I need a few ideas and thought ya'll might be able to help me out. A friend of ours is in the process of moving and gave us some things she didn't want to pack or take with her. She also gave me 2 Teak boards that measure roughly 6'-6" X 18" X 1 1/2". They were the name plates off of a ship. I have thought and thought, but can't decide what I want to do with them. Do you guys have any sugestions? It will be a little while before I can do anything with them as we are building a new house and will have to wait till the new shop is setup. Also, what would a board this size sell for?


----------



## hoosierplugger (May 24, 2004)

Seems like there'd be enough teak there to make a real nice outdoor bench. Maybe not quite enough to do a bench with a backrest, but I could see a really cool shaker style bench sitting by your back door.

Craig


----------



## bill (May 21, 2004)

if they still had the names of the ships, I would clean them up, and hang them to view


----------



## 3192 (Dec 30, 2004)

Big bowls! 8*)


----------



## bear hide (Feb 14, 2008)

I would give them to Bear Hide. LOL.


----------



## dicklaxt (Jun 2, 2005)

18"s wide thats some premium stuff,,,,,,,,,,,,,,,,,,

I saw some solid Teat Cutting Boards for $235.00 on E Bay.

Lets see 2 @ 6'-6" x 18 equals 10-15" x 18" Cutting Boards.

I know what I would do with it.They would make wonderfull gifts,do you need my address,just PM me.

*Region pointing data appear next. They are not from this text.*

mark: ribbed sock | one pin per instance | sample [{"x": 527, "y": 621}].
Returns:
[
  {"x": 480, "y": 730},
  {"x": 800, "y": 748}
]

Bill had a novel idea if the Ship's names are there,it's auction time.

dick


----------



## dicklaxt (Jun 2, 2005)

Did you notice how I spelled Teak,thats short for Neat Teak 

dick


----------



## Tortuga (May 21, 2004)

I'd rip them suckers down and make 240,000 pens out of them...:rotfl:


----------



## Bobby (May 21, 2004)

dicklaxt said:


> Did you notice how I spelled Teak,thats short for Neat Teak
> 
> dick


We all know what your thinking about this morning :smile:


----------



## dicklaxt (Jun 2, 2005)

Hmmmmm,maybe you are right it is Taxidermy Day.Thats another of my short cuts for Anniversary,,,,,,,,,,,,,,,take 'em out and stuff'em,then take'em home and mount'emsad_smiles 72 and remembering

dick


----------



## Profish00 (May 21, 2004)

Tortuga said:


> I'd rip them suckers down and make 240,000 pens out of them...:rotfl:


YEA YOU WOULD:work:


----------